The vagaries of the United States Electoral College have been rehashed many times in the past month, and they're not worth getting into here—both candidates knew how the election rules worked, and both candidates were going after the same states when campaigning. Hillary Clinton, like Donald Trump, wanted to win Florida, Ohio, North Carolina, and other long-established swing states, and she did not. But despite taking the presidential election by a margin so thin that ongoing recount efforts in Wisconsin, Michigan, and Pennsylvania still have some Clinton supporters clinging to the hope that this is all a bad dream—his margin of victory in the three states combined is less than 100,000 votes—Trump's campaign manager, Kellyanne Conway, took to Twitter on November 28 to declare his mandate.

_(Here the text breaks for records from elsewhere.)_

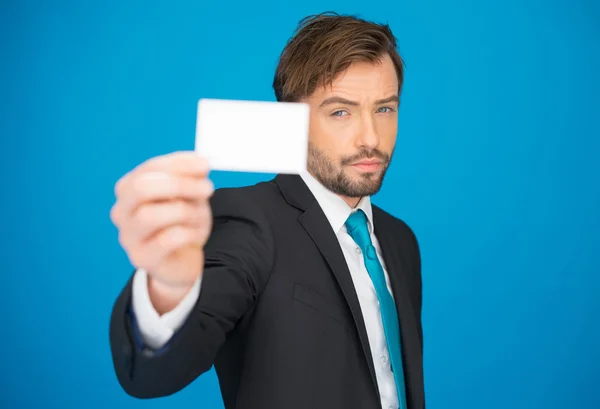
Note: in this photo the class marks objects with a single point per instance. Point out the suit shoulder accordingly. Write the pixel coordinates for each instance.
(396, 223)
(245, 199)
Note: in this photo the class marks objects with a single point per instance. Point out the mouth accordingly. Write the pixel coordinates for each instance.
(368, 165)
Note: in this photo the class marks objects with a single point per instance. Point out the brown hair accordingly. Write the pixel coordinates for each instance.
(323, 46)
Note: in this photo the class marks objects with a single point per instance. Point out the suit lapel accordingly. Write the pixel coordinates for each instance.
(318, 228)
(396, 267)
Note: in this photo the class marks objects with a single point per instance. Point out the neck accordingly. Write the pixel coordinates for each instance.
(352, 201)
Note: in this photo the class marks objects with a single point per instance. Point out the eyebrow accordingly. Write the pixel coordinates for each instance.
(340, 100)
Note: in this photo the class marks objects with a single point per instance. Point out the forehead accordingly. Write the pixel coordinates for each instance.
(363, 81)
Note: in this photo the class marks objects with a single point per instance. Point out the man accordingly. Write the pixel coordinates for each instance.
(298, 290)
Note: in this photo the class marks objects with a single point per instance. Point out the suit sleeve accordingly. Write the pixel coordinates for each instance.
(238, 262)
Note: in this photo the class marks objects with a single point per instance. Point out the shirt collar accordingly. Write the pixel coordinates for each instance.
(335, 208)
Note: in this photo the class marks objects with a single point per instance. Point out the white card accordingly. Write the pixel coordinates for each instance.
(253, 136)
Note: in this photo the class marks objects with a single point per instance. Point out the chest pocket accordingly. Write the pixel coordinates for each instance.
(319, 303)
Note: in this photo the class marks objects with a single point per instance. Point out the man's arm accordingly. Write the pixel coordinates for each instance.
(155, 330)
(238, 261)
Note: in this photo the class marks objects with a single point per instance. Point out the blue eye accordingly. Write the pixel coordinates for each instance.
(339, 113)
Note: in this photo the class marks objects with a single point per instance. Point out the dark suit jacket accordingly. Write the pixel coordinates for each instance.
(278, 315)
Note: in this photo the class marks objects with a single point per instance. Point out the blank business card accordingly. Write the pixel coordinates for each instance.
(253, 136)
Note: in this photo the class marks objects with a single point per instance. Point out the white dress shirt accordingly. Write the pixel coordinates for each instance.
(157, 330)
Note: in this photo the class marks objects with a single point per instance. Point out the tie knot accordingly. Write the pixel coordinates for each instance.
(358, 228)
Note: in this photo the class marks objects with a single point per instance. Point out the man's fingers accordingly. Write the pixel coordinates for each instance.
(149, 218)
(182, 163)
(152, 253)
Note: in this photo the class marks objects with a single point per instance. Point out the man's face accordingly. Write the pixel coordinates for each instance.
(353, 126)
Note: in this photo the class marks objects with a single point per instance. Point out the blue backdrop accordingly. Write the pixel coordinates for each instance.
(497, 170)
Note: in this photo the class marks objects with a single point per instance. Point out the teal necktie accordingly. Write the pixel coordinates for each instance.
(359, 231)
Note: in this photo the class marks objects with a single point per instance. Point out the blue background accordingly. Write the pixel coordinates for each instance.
(497, 170)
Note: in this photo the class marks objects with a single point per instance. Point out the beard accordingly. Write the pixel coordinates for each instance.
(337, 179)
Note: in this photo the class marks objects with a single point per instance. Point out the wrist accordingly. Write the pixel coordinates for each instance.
(165, 297)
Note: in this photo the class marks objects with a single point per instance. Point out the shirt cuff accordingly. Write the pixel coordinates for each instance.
(156, 330)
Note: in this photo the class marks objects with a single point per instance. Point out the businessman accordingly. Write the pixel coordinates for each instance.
(298, 290)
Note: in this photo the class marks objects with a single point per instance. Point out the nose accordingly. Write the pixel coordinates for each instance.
(369, 138)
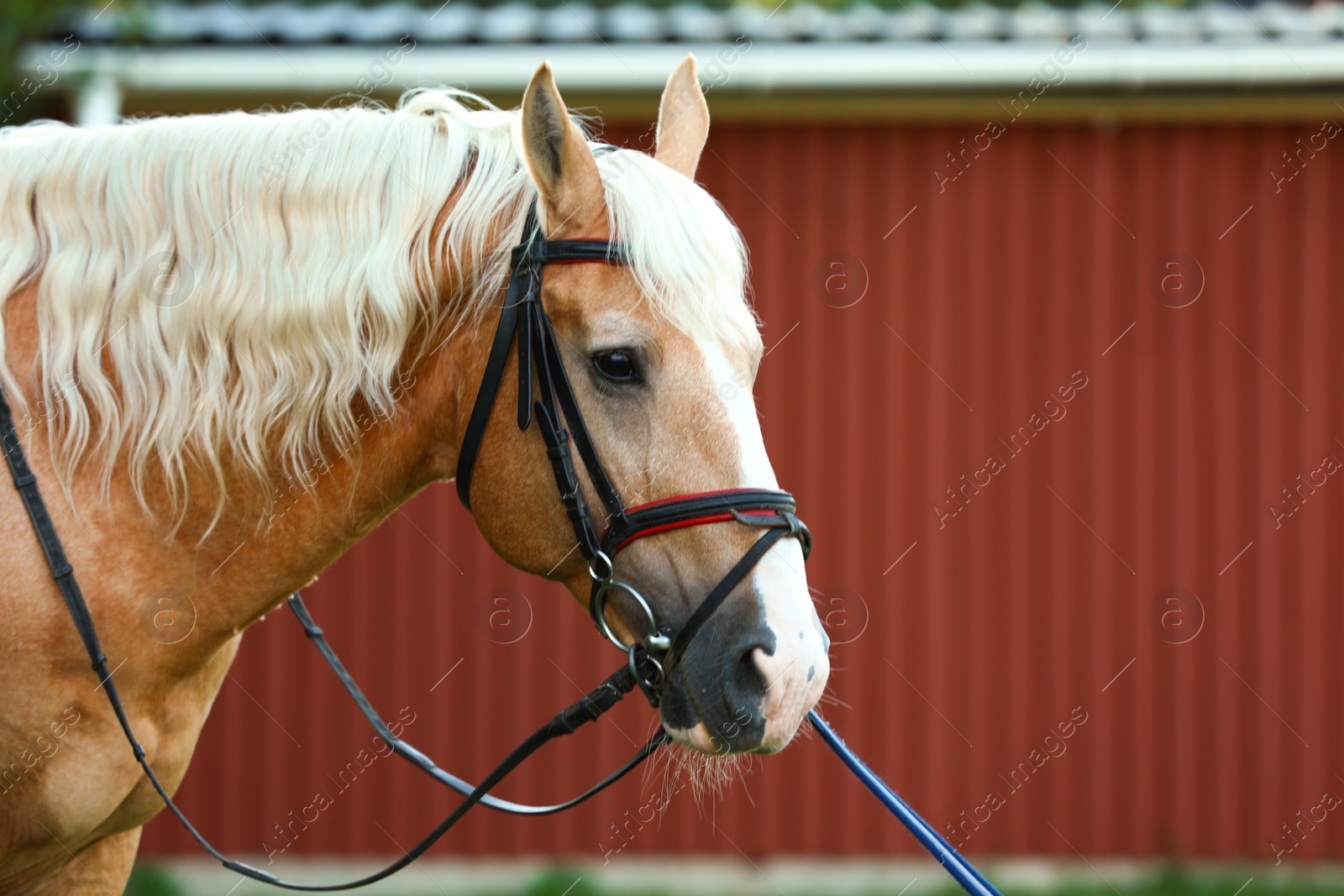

"Landslide. Blowout. Historic." Those are bold words, but they don't describe what we saw in Trump's victory. (Well, "historic" might apply, given that only John Quincy Adams and Rutherford Hayes won the Presidency with a smaller percentage of the popular vote.) Conway clarified her remarks shortly thereafter, explaining that of course she wasn't referring to the number of people who voted for her candidate as a landslide or a blowout, she was only talking about the number of electoral votes. Even that, though, was a post-truth interpretation of the numbers: Reagan, Nixon, and LBJ all had claims to "landslide" and "blowout" victories in the electoral college, winning with at least 90% of the votes. If one wanted to define either of those terms in quantifiable language, you might go with "won the electoral college by at least 30 points," in which case Barack Obama's 2008 victory, and Bill Clinton's 1992 and 1996 victories, would both pass muster. At least 32 of the 54 presidential elections we've held have won by a margin that intense, though, so the question of whether such victories are actually "historic" is worth asking—more often than not, the margin of victory actually is something of a landslide blowout.
On that list of each of our 54 elections, though, Donald Trump comes in 44th. He's still ahead of Rutherford Hayes and John Quincy Adams, as well as folks like George W. Bush (both times), Woodrow Wilson, and Zachary Tayler, but if Donald Trump's victory is a "landslide" or a "blowout," then it's fair to ask: What electoral college margin isn't?
The answer, of course, is who cares, nothing matters, history is nonsense, and facts don't exist anymore. Trump's supporters—egged on by the President-Elect and his campaign manager—can rest easy feeling confident that they're part of a sweeping wave. And if that wave is in fact smaller than the wave that voted against it, well, in a post-truth world, they can just get their facts elsewhere.